Читаем The Fourth Protocol полностью

They’re vetted, of course, but no system is completely perfect. The thing is, those copies, spanning a whole month between them, being taken outside the ministry. That can’t be accidental or even negligent. That has to be deliberate. Dammit ...” He put down his knife and fork on an almost untouched meal. “I’m sorry, Tony, but I think we’ve got a bad one.”

Sir Tony Plumb looked grave. “I think I’m going to have to call into being a restricted subcommittee of the JIC,” he said. “At this stage, very restricted. Just Home Office, Foreign Office, Defense, the Cabinet Secretary, heads of Five and Six, and someone from GCHQ. I can’t get it smaller.”

It was agreed he would set up the subcommittee for a meeting the next morning and Hemmings would inform them if Preston had any luck at Scotland Yard. On that note they parted.


The full JIC is a rather large committee. Apart from half a dozen ministries and several agencies, the three armed forces, and the two intelligence services, it would also include the London-based representatives of Canada, Australia, New Zealand, and, of course, America’s CIA.

Plenary meetings tend to be rare and rather formal. Restricted subcommittees are more the rule, because those present, concerned with a specific issue, tend to know each other personally and can get through more work in less time.

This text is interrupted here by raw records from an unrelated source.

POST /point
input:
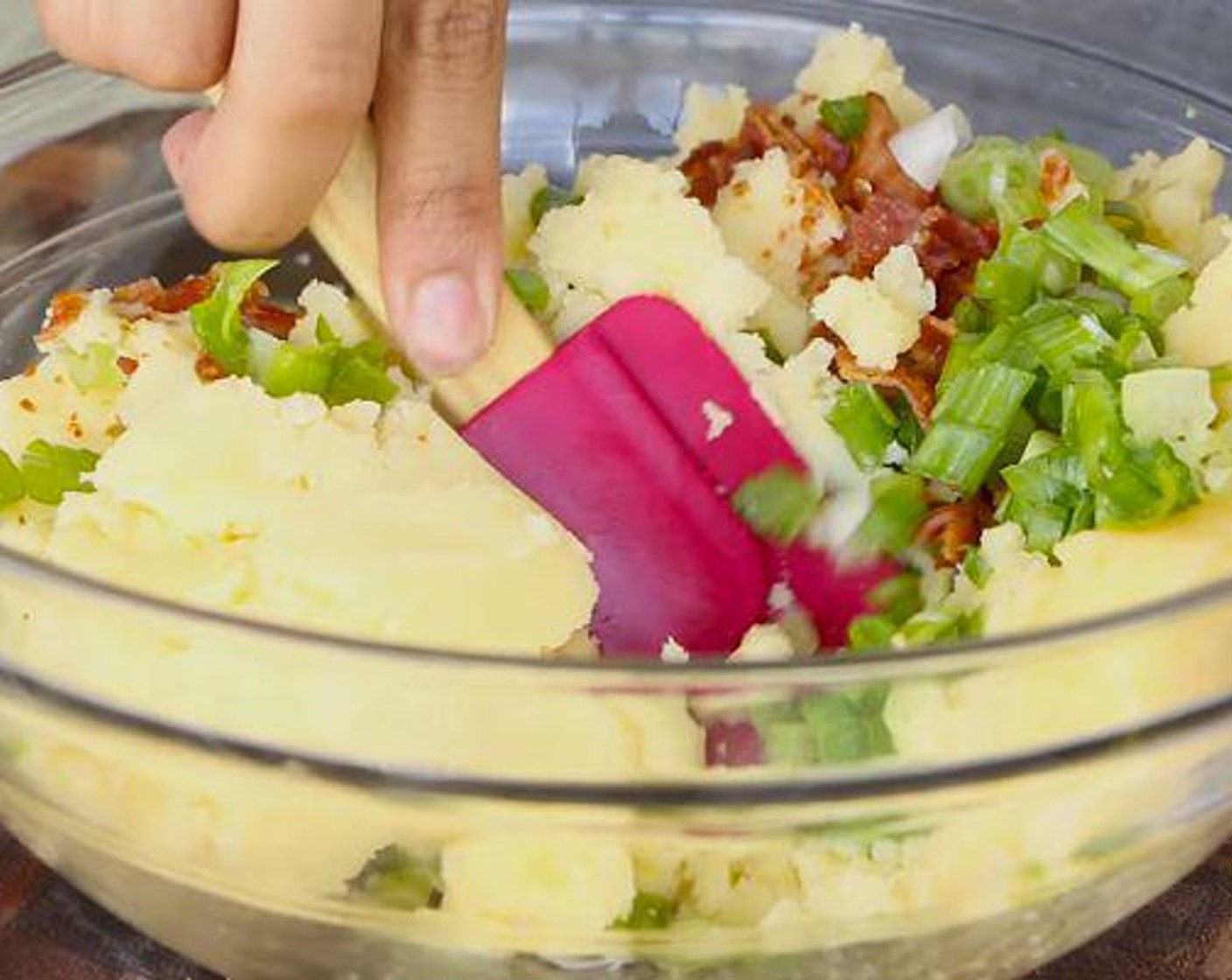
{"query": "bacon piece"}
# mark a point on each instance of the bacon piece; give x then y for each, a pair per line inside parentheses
(148, 296)
(208, 368)
(953, 529)
(950, 249)
(948, 246)
(873, 166)
(64, 312)
(813, 151)
(917, 373)
(1057, 177)
(262, 313)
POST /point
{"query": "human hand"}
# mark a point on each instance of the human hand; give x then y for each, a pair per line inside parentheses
(302, 77)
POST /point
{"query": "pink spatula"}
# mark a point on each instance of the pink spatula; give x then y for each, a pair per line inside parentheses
(607, 433)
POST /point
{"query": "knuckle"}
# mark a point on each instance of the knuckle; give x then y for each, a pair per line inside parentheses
(245, 234)
(180, 68)
(461, 36)
(332, 79)
(443, 206)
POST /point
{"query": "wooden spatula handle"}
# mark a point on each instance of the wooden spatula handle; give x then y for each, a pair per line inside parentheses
(345, 226)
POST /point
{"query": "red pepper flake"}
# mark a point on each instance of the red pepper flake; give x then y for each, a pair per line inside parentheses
(1057, 177)
(208, 368)
(66, 310)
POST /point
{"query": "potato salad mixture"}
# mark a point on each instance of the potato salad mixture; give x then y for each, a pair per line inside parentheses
(1004, 360)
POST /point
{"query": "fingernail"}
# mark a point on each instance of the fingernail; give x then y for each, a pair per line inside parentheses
(181, 139)
(446, 328)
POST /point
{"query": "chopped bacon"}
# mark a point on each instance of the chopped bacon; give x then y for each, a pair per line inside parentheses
(813, 151)
(873, 166)
(917, 373)
(950, 248)
(1057, 178)
(262, 313)
(64, 312)
(148, 296)
(953, 529)
(882, 223)
(208, 368)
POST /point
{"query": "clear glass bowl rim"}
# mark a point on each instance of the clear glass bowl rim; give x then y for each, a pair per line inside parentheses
(833, 668)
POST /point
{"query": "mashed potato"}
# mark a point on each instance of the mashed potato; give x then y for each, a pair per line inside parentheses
(378, 522)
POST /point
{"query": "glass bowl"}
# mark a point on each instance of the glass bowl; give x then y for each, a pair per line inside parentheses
(1001, 804)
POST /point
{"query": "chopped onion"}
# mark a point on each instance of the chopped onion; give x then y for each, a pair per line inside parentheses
(924, 150)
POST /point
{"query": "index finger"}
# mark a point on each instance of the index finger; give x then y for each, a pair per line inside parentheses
(301, 83)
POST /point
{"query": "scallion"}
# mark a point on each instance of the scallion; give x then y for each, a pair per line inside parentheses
(845, 117)
(866, 424)
(50, 471)
(779, 504)
(530, 287)
(218, 320)
(1088, 238)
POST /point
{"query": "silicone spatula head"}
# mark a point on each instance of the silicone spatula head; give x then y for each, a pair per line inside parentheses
(582, 433)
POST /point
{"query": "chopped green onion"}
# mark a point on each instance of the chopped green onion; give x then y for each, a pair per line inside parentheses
(845, 117)
(1125, 219)
(987, 396)
(779, 504)
(976, 569)
(849, 726)
(395, 878)
(1051, 271)
(996, 177)
(974, 422)
(648, 914)
(1147, 486)
(788, 744)
(1089, 240)
(293, 368)
(1007, 287)
(1159, 302)
(218, 322)
(899, 509)
(866, 424)
(900, 597)
(1092, 422)
(1068, 341)
(969, 316)
(772, 349)
(939, 626)
(962, 349)
(95, 368)
(550, 199)
(361, 374)
(911, 433)
(50, 471)
(12, 485)
(530, 287)
(872, 633)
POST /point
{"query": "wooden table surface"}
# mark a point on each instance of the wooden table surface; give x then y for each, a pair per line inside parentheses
(50, 932)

The subcommittee Sir Anthony Plumb, as Chairman of the JIC and as the Prime Minister’s personal coordinator of intelligence, had convened on the morning of January 21 was code-named Paragon. It met at 10:00 a.m. in the Cabinet Office Briefing Room, known as COBRA, two floors below ground level in the Cabinet Office on Whitehall, a conference room that is air-conditioned, soundproof, and swept daily for listening devices.

Technically their host was the Cabinet Secretary, Sir Martin Flannery, but he deferred to Sir Anthony, who took the chair. Sir Perry Jones was there from Defense, Sir Patrick (Paddy) Strickland from the Foreign Office, and Sir Hubert Villiers from the Home Office, which politically commands MI5.

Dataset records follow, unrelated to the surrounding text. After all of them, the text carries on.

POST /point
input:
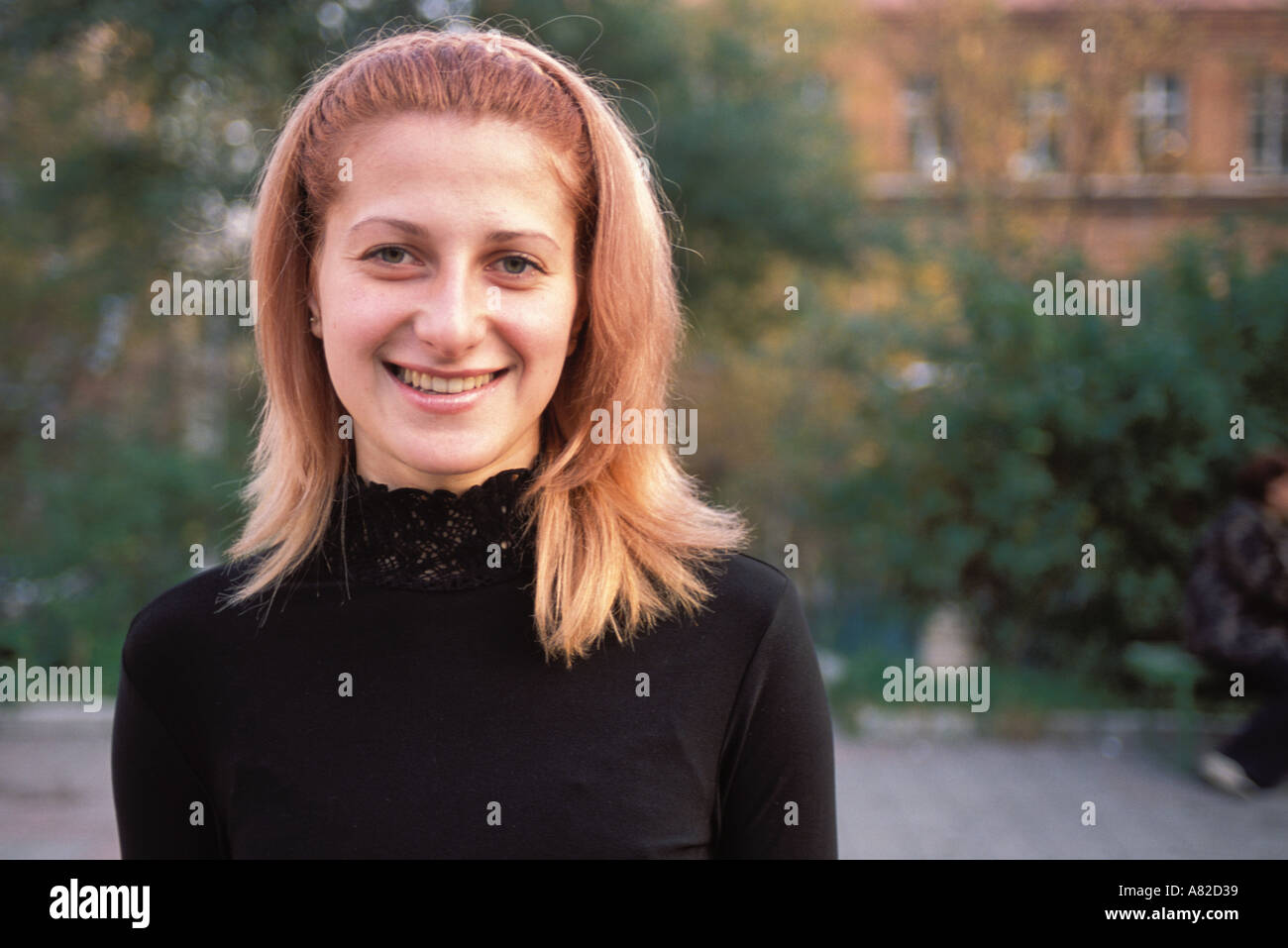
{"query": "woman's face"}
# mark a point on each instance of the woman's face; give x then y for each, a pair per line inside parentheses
(449, 254)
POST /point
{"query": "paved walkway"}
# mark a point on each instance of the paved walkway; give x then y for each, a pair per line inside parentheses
(910, 797)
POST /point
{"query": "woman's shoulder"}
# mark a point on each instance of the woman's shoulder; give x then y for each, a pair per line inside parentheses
(179, 616)
(754, 592)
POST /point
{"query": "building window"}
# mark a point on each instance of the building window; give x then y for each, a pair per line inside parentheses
(1043, 130)
(1269, 115)
(928, 129)
(1159, 111)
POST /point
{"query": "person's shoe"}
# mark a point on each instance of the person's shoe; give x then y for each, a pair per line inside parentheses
(1228, 775)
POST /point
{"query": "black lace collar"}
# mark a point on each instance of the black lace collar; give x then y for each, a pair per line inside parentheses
(413, 539)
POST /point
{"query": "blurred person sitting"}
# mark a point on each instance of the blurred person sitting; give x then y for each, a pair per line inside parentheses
(1235, 618)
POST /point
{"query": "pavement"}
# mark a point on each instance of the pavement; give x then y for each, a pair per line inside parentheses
(900, 794)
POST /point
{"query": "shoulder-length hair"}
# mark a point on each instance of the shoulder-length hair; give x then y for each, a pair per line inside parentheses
(621, 532)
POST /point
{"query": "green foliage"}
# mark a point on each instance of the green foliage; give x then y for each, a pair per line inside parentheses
(1061, 430)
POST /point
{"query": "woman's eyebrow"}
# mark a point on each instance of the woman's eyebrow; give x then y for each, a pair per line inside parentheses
(417, 231)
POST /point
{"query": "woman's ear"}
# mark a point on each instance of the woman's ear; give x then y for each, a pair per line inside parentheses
(314, 318)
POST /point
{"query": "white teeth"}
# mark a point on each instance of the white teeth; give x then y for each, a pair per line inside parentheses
(432, 382)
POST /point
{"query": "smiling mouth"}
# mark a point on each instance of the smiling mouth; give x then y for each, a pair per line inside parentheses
(438, 385)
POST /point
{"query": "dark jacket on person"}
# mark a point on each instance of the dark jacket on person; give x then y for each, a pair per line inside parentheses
(1236, 595)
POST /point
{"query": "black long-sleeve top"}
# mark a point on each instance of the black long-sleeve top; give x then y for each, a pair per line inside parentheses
(397, 704)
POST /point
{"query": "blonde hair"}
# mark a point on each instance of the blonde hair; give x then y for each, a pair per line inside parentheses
(621, 533)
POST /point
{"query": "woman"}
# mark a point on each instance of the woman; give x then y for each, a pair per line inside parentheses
(408, 653)
(1236, 620)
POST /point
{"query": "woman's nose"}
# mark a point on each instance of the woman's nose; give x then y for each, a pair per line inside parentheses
(454, 313)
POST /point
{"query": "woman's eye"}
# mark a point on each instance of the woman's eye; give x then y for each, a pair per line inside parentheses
(381, 254)
(523, 262)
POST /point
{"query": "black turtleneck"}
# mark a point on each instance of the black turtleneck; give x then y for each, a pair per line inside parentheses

GCHQ, the Government Communications Headquarters, the country’s listening service down in Gloucestershire, so important for surveillance in a highly technical age that it is almost an intelligence service in its own right, had sent its Deputy Director-General, the DG being away on vacation.

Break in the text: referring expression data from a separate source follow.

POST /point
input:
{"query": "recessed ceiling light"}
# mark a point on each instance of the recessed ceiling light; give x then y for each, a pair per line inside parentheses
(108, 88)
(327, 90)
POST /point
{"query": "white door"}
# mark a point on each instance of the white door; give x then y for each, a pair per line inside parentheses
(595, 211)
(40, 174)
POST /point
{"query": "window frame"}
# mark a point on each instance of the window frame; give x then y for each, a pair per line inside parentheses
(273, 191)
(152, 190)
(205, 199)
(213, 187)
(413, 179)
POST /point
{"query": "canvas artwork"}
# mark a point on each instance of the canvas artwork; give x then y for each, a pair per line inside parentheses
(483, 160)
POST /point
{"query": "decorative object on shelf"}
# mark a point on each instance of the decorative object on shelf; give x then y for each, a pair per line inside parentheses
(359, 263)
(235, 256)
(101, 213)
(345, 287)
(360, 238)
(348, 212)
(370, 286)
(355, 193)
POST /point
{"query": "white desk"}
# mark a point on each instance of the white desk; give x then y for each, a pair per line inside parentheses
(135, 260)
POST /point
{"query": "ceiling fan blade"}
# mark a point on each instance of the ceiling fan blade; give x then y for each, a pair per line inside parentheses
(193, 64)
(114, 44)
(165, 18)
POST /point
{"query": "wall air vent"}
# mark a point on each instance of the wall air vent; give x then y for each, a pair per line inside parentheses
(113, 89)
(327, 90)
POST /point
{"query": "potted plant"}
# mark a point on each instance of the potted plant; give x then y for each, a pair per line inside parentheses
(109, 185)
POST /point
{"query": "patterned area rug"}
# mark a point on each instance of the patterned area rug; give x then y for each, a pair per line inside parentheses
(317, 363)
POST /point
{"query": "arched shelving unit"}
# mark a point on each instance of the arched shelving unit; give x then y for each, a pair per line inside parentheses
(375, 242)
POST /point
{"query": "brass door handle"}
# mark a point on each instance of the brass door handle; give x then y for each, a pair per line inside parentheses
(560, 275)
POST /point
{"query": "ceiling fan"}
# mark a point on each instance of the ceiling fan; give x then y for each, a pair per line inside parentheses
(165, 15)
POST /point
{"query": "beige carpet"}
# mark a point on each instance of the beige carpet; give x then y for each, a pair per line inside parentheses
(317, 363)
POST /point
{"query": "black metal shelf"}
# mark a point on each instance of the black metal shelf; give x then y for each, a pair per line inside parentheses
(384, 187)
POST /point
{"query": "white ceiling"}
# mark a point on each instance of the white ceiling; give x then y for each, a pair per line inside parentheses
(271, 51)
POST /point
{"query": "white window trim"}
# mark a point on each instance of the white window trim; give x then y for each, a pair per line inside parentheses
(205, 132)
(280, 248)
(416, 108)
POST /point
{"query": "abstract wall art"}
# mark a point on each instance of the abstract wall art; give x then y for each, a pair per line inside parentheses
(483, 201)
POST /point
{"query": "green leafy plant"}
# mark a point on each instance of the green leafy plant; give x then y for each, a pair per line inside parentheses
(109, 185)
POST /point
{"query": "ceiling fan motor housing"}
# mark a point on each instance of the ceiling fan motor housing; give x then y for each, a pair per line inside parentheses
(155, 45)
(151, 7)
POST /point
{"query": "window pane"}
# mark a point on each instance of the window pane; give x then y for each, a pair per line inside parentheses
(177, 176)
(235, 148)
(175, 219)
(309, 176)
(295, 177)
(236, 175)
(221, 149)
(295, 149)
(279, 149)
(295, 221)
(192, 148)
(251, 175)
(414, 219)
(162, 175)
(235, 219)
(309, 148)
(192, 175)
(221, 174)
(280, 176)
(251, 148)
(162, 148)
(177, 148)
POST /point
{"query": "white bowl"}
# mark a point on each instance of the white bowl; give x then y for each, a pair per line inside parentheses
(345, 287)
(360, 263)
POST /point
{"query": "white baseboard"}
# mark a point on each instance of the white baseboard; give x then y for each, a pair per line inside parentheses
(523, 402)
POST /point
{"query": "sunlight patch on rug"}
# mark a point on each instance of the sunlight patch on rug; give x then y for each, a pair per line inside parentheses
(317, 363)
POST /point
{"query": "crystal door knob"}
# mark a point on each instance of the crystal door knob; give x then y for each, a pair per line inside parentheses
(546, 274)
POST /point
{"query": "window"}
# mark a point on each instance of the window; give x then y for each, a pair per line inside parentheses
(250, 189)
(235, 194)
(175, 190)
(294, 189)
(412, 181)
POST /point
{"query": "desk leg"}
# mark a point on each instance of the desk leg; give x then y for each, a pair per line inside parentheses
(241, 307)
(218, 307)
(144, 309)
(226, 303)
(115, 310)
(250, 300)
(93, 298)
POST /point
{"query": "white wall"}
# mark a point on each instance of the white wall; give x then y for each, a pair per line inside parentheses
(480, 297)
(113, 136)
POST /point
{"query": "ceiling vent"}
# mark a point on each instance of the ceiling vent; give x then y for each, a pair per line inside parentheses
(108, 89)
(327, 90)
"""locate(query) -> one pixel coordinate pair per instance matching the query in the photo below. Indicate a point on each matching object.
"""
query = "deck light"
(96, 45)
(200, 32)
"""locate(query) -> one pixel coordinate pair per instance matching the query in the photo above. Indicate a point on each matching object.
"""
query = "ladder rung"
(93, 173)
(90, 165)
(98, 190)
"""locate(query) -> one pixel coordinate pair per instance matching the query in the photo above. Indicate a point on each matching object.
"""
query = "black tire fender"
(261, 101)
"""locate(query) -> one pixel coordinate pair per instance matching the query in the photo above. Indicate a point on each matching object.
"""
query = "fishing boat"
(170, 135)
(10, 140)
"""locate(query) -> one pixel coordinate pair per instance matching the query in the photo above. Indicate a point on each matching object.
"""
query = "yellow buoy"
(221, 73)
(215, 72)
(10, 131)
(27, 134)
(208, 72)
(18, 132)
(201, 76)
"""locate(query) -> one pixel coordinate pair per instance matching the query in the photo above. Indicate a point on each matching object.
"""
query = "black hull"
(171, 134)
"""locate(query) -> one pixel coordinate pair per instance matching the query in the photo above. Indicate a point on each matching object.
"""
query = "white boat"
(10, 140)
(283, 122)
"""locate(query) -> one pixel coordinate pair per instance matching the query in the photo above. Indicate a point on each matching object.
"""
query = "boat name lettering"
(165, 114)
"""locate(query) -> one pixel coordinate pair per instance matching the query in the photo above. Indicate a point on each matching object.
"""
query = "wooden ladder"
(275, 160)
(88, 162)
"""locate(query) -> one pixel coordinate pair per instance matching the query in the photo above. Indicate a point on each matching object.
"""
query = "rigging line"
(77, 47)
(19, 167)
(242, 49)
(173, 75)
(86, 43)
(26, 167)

Sir Bernard Hemmings came from Charles Street, bringing with him Brian Harcourt-Smith. “I thought it would be better if Brian were fully in the picture,” Hemmings had explained to Sir Anthony, Everyone understood he meant “in case I cannot attend on a future occasion.”

The last man present, sitting impassively at the end of the long table opposite Sir Anthony Plumb, was Sir Nigel Irvine, the Chief of the Secret Intelligence Service, or MI6.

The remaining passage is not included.